In order to align with the overarching goals and the ultimate aims in theory, research, and practice, ISLA research must be conducted transparently, and in a way that is accessible to all stakeholders, and with the potential for social utility and impact beyond academia. ISLA studies should often involve practitioners and respect complementary expertise, and instruments, data, and findings must be shared as openly as possible.
Conclusions
Thus far, most ISLA research methods have been adopted from research in SLA at large (Mackey & Gass, Reference Mackey and Gass2023). Given the unique aims and challenges for ISLA as a subfield of both SLA and applied linguistics, it is critical that, as the field of ISLA moves forward, that the development and implementation of robust research methods be tailored for ISLA. As I have argued throughout the article, this means conducting research that contributes to overarching questions in the field and addressing the unique considerations of conducting research in instructed settings, including the use of intact classes and/or heterogeneous small participant pools, expanding research to be more longitudinal in nature, and ethically recruiting one’s own students. For ISLA research to continue to advance our understanding of the process of L2 learning/development, expanding our conceptualization of “instructed” contexts, conducting replication studies—especially with bi/multilingual learners in diverse educational contexts—, refining ISLA methods with an eye for both ethics and JEDI, sharing all aspects of research openly with all stakeholders, and prioritizing work that has potential real-world impact and which dialogues with multiple stakeholders at all stages.

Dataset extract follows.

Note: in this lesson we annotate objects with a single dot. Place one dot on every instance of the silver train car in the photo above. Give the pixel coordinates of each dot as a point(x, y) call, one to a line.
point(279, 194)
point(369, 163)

These prioritizations will increase research integrity and allow the field of ISLA to advance in its goals of understanding language learning and effective pedagogical interventions in diverse instructional contexts.
Acknowledgments
This manuscript is largely based on collaborative work completed with YouJin Kim (Georgia State University), appearing in Instructed Second Language Acquisition Research Methods (2022), and appears here with her generous permission. I am grateful to research assistants Madison Wray (Indiana University) and Caitlyn Pineault (Georgetown University). Finally, I would like to extend my sincerest thanks to outgoing ARAL Editor-in-Chief Alison Mackey for the invitation to contribute, and to Erin Fell for her editorial assistance. Any errors or oversights are my sole responsibility.